After stops with the Carolina Panthers and Houston Texans, Adams announced his retirement from the NFL this offseason at the age of 39.
Frank Gore: San Francisco (2005-14), Indianapolis (2015-17), Miami (2018), Buffalo (2019), New York Jets (2020)
Fantasy football will make the running back and wide receivers well-known, but Gore has been so consistent throughout his entire Hall of Fame career.
Since 2010, Gore has had five 1,000-yard rushing seasons and seven 900-yard rushing seasons. In the decade, Gore ranks second in rushing yards with 9,786 and 10th in rushing touchdowns with 47.
He's finished in the top-10 league-wide in rushing attempts seven seasons (including 2013-17), and his 3,548 rushing attempts and 15,347 rushing yards both rank first among active running backs in the NFL. His 95 career touchdowns (receiving and rushing) puts him 25th on the all-time list.
He's a five-time Pro-Bowler who was named to the NFL's 2010s all-decade team. Still, when people talk about the great running backs in the game, Gore's name doesn't quite garner the same level of chatter as his younger contemporaries like Ezekiel Elliott, Saquon Barkley, Alvin Kamara, and so forth.

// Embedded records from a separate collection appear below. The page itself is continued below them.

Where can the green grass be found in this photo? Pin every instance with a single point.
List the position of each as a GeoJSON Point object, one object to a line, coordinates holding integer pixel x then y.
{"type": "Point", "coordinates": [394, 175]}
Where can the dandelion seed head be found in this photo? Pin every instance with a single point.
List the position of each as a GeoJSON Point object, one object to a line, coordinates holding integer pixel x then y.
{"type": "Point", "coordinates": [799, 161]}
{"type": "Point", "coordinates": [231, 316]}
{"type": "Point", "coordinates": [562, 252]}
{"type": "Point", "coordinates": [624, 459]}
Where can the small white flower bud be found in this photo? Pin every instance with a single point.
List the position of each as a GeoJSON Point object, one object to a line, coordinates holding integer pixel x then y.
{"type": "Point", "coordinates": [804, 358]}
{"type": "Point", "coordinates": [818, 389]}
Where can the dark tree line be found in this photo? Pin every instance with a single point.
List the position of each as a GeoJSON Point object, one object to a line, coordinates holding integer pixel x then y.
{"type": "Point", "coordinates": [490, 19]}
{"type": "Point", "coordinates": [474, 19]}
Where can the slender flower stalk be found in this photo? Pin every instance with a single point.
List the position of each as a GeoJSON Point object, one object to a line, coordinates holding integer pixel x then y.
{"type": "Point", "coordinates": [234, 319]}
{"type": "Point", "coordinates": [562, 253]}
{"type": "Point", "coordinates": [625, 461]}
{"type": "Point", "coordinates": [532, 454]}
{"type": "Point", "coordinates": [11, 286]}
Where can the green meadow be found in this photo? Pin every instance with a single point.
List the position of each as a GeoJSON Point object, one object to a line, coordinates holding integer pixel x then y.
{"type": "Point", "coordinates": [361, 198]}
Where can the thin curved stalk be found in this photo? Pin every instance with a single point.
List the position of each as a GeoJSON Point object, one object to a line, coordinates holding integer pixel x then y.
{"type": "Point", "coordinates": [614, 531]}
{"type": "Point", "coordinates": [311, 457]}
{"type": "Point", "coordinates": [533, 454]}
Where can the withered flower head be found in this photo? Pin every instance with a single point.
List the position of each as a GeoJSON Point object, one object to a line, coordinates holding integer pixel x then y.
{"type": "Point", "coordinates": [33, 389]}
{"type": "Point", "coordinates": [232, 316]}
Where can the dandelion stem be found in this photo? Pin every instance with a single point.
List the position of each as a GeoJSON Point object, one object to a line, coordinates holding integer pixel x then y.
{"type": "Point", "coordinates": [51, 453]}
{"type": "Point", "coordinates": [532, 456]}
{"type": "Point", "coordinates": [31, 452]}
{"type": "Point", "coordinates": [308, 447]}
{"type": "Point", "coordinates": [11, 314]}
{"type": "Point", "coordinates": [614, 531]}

Even when Gore was a young buck himself, he was never really considered as a top running back option. His statistical longevity will benefit him when it comes to finding his way into Canton, but Gore never really had enough respect among average NFL fans.
While Gore was actually selected to the NFL's All-Decade Team of the 2010s, the fact he's also listed on this "All-Underrated Team" is a perfect representation of a player whose production and consistency over the years is hard to ignore, yet still it doesn't seem as if he gets the full respect he deserves.
When the Colts signed Gore as a free agent in 2015, he brought stability to a backfield that needed it after several years of high hopes but inconsistency.
In three years in the Colts' running back group, Gore dominated the touches. He averaged 984.3 rushing yards per season, and in 2016 achieved the Colts' first individual 1,000-yard rushing season since 2007.
Gore started all 16 games each season between 2015-17, totaling 784 carries for 2,953 yards (3.8 avg.) and 13 touchdowns to go with 101 receptions for 789 yards (7.8 avg.) and six touchdowns.
Gore's longevity has been nothing short of outstanding. Playing a position that usually has a shelf life around the age of 30, Gore is still running at the age of 37. He currently ranks third all-time in NFL history in rushing yards behind only Emmitt Smith (18,355) and Walter Payton (16,726).